[apparmor] dbus/pair address rule encoding

Wed May 8 21:43:59 UTC 2013

One of the decisions made last week while several us met at a sprint. Was
to change the dbus prototype syntax slightly to make it follow the same
general format of the proposed network/ipc rules.

Currently this is just a syntactic change, no new functionality is being
added at this time.

The change is to separate the local and remote addresses of a connection,
message.

  dbus name=foo.com acquire,

will acquire/bind a name for a local address. The only change here is the
use of the more appropriate word 'name' instead of 'dest'

For sending messages the syntax becomes
  dbus -> name=foo.com send,

the change here is '->' to a remote/peer address is going to be specified
and again 'name' instead of dest.

This syntax allows for rules (though unsupported atm) that specify both,
  dbus name=foo.com -> name=bar.com  send,

which allows tying a send to a specific source and to a specific destination.
This doesn't make a lot of sense when just addresses are used but it may
when labeling is supported in the future.

Now while this syntactic change can be encoded using the current rule
encoding, it is problematic for potential future expansion in that it overlays
both the address being acquired and the address being sent to.

So we need to change to a pair encoding which is similar to link, mount rules
and what is planned for the extended networking.

the general scheme is to encode the address that is to be looked up
first/most common.

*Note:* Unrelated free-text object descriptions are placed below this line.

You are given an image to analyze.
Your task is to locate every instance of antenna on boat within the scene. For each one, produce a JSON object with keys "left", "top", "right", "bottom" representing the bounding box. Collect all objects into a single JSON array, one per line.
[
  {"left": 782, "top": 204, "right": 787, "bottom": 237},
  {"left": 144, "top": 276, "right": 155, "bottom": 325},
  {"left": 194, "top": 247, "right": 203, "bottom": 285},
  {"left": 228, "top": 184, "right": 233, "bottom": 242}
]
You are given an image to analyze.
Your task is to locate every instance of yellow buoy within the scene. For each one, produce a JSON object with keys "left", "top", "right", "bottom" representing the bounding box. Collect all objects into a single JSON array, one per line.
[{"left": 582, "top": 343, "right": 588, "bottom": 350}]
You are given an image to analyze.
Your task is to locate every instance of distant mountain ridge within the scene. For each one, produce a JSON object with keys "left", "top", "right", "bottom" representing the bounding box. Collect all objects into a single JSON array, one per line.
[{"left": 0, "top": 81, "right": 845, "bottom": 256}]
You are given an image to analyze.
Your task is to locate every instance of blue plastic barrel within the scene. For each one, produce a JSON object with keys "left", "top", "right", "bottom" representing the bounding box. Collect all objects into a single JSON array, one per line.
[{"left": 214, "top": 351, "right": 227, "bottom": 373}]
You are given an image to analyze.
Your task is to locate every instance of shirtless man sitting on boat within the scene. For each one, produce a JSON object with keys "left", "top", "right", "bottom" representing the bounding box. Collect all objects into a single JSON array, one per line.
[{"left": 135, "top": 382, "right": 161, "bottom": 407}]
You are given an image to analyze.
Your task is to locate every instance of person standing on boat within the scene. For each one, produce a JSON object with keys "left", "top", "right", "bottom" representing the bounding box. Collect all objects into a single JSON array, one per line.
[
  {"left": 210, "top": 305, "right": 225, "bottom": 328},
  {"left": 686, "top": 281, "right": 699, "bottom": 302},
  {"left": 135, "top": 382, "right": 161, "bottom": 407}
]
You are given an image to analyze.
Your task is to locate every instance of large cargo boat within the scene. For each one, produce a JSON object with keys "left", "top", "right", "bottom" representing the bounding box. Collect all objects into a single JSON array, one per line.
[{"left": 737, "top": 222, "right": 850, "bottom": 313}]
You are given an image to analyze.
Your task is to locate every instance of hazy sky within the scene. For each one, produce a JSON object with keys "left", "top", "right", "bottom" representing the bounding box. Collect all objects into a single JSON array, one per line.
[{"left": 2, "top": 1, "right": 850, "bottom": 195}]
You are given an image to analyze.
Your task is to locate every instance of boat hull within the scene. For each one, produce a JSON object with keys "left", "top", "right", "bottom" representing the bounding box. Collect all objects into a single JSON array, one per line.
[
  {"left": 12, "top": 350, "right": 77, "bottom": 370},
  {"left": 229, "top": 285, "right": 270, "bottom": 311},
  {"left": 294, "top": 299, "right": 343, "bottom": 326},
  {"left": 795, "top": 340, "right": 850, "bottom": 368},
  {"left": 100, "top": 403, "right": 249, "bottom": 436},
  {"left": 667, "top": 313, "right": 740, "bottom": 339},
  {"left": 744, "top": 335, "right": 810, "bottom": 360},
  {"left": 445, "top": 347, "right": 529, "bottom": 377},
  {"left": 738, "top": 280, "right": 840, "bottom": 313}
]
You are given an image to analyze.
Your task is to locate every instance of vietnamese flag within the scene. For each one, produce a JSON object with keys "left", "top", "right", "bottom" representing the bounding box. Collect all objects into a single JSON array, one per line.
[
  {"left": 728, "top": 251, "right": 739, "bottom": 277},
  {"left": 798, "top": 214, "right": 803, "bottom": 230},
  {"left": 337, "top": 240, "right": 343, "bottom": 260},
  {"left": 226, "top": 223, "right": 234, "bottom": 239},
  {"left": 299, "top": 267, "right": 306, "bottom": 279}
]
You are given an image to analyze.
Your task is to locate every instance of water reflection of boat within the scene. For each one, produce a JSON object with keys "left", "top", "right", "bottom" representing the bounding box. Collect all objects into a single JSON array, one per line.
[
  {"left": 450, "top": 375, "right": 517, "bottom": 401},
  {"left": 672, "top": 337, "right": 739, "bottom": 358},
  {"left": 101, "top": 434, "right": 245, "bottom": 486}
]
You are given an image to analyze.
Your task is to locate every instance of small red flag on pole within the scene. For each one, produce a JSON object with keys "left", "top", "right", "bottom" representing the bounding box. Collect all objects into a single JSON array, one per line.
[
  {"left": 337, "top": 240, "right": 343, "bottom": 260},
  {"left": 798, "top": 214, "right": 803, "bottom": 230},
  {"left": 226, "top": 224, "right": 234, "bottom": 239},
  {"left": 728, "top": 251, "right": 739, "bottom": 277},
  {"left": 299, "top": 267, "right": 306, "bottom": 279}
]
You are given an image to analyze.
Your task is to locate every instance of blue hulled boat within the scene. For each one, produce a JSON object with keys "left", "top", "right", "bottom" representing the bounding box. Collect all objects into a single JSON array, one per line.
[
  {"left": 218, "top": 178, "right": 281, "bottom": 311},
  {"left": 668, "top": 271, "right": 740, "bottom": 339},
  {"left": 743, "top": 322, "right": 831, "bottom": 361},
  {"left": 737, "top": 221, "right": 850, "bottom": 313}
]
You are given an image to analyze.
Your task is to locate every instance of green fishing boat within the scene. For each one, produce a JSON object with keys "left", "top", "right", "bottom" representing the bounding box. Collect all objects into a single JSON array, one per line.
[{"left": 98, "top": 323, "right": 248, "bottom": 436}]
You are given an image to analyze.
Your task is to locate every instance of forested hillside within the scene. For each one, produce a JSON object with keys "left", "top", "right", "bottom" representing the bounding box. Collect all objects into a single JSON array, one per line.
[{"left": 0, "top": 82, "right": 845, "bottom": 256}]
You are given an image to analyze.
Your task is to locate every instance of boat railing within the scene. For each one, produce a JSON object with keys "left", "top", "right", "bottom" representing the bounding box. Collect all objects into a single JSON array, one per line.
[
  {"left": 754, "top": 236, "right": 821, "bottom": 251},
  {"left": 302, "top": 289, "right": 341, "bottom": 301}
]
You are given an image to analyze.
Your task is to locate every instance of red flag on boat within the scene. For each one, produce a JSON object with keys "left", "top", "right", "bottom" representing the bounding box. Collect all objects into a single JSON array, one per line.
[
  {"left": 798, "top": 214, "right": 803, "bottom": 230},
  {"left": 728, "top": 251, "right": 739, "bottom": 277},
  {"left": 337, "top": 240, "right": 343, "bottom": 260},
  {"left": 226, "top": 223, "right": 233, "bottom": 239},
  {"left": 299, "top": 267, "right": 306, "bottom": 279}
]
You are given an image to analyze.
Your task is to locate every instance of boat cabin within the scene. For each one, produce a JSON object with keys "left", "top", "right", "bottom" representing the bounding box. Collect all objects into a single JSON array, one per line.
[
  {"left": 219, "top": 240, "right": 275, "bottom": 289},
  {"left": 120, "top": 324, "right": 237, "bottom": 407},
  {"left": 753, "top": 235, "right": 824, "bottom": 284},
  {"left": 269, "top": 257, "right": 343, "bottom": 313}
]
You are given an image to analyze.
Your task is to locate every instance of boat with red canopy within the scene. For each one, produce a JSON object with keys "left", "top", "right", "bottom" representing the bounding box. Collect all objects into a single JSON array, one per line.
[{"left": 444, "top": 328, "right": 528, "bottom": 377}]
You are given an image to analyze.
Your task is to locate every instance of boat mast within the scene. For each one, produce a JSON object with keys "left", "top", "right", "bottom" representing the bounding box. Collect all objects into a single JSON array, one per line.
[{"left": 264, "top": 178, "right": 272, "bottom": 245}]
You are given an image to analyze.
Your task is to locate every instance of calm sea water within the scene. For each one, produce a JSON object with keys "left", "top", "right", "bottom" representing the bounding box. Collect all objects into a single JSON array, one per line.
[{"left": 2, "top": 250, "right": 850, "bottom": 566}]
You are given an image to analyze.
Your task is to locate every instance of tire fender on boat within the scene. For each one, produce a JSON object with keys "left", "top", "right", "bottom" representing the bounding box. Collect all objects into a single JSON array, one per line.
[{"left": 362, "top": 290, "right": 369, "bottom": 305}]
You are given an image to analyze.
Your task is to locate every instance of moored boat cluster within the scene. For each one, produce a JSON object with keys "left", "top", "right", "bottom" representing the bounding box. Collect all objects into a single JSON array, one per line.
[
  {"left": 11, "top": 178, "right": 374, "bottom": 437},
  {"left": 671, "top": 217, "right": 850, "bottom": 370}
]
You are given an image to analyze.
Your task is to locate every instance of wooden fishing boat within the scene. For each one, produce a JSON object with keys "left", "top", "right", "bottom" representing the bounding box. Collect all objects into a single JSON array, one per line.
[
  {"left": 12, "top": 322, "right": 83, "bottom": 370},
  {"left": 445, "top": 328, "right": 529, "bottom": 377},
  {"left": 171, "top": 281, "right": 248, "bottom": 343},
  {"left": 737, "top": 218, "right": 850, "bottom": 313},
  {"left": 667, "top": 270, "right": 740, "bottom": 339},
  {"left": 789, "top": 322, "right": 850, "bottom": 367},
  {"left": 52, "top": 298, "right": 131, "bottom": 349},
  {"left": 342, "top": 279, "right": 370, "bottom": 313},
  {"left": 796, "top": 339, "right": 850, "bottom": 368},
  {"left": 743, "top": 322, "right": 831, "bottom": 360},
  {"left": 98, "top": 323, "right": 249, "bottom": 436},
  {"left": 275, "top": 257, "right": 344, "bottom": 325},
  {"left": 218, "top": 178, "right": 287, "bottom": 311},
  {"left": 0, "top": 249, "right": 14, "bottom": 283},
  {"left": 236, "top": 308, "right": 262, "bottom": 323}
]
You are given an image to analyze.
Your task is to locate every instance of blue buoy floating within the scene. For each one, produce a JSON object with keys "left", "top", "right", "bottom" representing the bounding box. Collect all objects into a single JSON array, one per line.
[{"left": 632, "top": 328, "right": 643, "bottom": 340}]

I would assume this would be the local address for the
acquire rule as this would mean that lookups for the acquire perm would
not require both addresses, and having both addresses does not make
sense.

the second address encoding follows the first as a pairing. This allows us
to restrict access to the second address based on the first if so desired.

Eg. for link rules we have
  /path/to/file\0/path/to/link
              ^              ^
            perm1          perm2

the permissions are encoded out of band (that is each state could have its
own set of permissions. And we use one special perm to indicate there is
more match data/perms to follow.

When making a permission request you only need to proceed with matching until
your requested permissions are matched (knowing the encoding you can short
circuit).

In the case of dbus I see

  <local address set encoding><remote address set encoding>
                             ^                            ^
                           perm1                        perm2

the AA_ACQUIRE perm gets encoded into perm1. And if there is a remote
address for the rule, the AA_CONT perm which means there is more matching
that can happen. AA_CONT isn't actually required it just allows bailing
out early if no more matches are possible (it would also be filtered out
from the set of permissions returned).

technically we could even encode send/receive in perm1 if it is followed
by a match that allows all remote addresses.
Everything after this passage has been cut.